Aligning Modalities in Vision Large Language Models via Preference Fine-tuning (2402.11411v1)

Published 18 Feb 2024 in cs.LG, cs.CL, and cs.CV

Abstract: Instruction-following Vision LLMs (VLLMs) have achieved significant progress recently on a variety of tasks. These approaches merge strong pre-trained vision models and LLMs. Since these components are trained separately, the learned representations need to be aligned with joint training on additional image-language pairs. This procedure is not perfect and can cause the model to hallucinate - provide answers that do not accurately reflect the image, even when the core LLM is highly factual and the vision backbone has sufficiently complete representations. In this work, we frame the hallucination problem as an alignment issue, tackle it with preference tuning. Specifically, we propose POVID to generate feedback data with AI models. We use ground-truth instructions as the preferred response and a two-stage approach to generate dispreferred data. First, we prompt GPT-4V to inject plausible hallucinations into the correct answer. Second, we distort the image to trigger the inherent hallucination behavior of the VLLM. This is an automated approach, which does not rely on human data generation or require a perfect expert, which makes it easily scalable. Finally, both of these generation strategies are integrated into an RLHF pipeline via Direct Preference Optimization. In experiments across broad benchmarks, we show that we can not only reduce hallucinations, but improve model performance across standard benchmarks, outperforming prior approaches. Our data and code are available at https://github.com/YiyangZhou/POVID.

PDF Abstract

Aligning Modalities in Vision LLMs via Preference Fine-tuning

The paper "Aligning Modalities in Vision LLMs via Preference Fine-tuning" addresses a critical challenge in the function of Vision LLMs (VLLMs): the tendency to generate hallucinatory content not grounded in the provided images. Given the significant advancements in VLLMs, which integrate pre-trained vision and LLMs to execute tasks like image captioning and vision-question answering, this misalignment in representations often presents complications, particularly in high-stakes domains like medical diagnostics or autonomous driving.

Problem Context

VLLMs combine the capabilities of pre-trained vision and LLMs. However, the independent training of these components necessitates additional joint training on image-language pairs to achieve alignment. Current methods to achieve this alignment encounter issues such as hallucinations, where the LLM generates visual content that is inconsistent with the real image input, despite high-quality visual features being output from the vision model and factual language output from the LLM.

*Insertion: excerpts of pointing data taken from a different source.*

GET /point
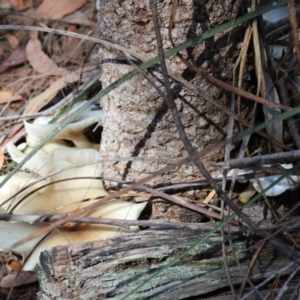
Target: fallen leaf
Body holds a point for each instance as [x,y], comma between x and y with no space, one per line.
[56,10]
[13,41]
[19,4]
[209,196]
[17,57]
[2,158]
[39,60]
[36,103]
[7,96]
[16,133]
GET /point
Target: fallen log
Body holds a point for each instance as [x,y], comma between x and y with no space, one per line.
[111,269]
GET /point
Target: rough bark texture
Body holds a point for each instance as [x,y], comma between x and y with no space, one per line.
[111,269]
[137,121]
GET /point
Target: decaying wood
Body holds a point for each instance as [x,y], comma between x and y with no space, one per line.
[111,269]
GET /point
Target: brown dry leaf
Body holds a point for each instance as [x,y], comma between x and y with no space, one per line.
[7,96]
[209,196]
[16,280]
[16,133]
[39,60]
[17,57]
[19,4]
[13,41]
[50,9]
[36,103]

The hallucination issue is primarily attributed to misalignment between the image and text modalities. This misalignment prompts the model to rely excessively on prior commonsense knowledge or stereotypes embedded in training data, rather than the actual image data.

Proposed Method: POVID

To address this, the authors introduce a method termed Preference Optimization in VLLMs with AI-Generated Dispreferences (POVID). The method leverages a structured preference-tuning framework that eschews human-labeled data in favor of AI-generated feedback. POVID involves two primary stages:

Hallucination Induction via Textual Response Manipulation: Groundtruth answers are selected as preferred responses. Using GPT-4V, hallucinated dispreferred responses are generated by introducing plausible, minor hallucinations into these correct answers. This includes altering object co-occurrences, logical relationships, and entity attributes, thus providing juxtaposition between factual and hallucinatory outputs.
Inducing Hallucinations via Image Distortion: The researchers provoke inherent hallucinations by introducing noise to images, causing the VLLM's reliance on textual prior rather than visual input, thereby highlighting and correcting the model's default errors in processing noisy image inputs.

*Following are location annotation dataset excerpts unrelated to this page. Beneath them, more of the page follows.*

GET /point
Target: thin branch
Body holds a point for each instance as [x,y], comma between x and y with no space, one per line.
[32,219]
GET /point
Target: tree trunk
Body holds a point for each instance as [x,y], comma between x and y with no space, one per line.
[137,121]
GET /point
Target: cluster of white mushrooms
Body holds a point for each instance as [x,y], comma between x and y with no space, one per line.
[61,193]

By integrating these generated dispreferences into a Direct Preference Optimization (DPO) framework, the method allows for systematic correction and alignment of vision and language modalities.

Findings and Implications

The paper details substantive performance improvements across extensive hallucination and comprehensive evaluation benchmarks. Results indicate a significant reduction in hallucinatory outputs compared to baseline VLLM models and other preference tuning methods, with a reported average improvement of 12.4% in reducing hallucinations. Additionally, performance gains across tasks such as detailed image description and visual question answering were observed, illustrating broader applicability beyond reducing hallucinations alone.

From a theoretical perspective, this approach underscores the potential of augmenting multimodal learning architectures with AI-generated dispreferences for modality alignment, which could be a promising direction for other multimodal AI systems experiencing similar integration challenges.

Future Directions

Although the POVID framework shows promise in aligning modalities and reducing hallucination, future exploration could focus on the adaptability of this preference-tuning technique to other multimodal contexts beyond vision-language interactions. It also prompts further investigation into the scalability of using AI-generated dispreferences across various model architectures and domains, potentially unlocking new efficiencies in AI model training paradigms.

Overall, this paper marks a significant step toward enhancing the fidelity and reliability of multimodal AI systems by addressing the persistent problem of hallucination through methodical preference fine-tuning. Such advancements herald important implications for deploying VLLMs in practical applications, ensuring more dependable user interactions and interpretations.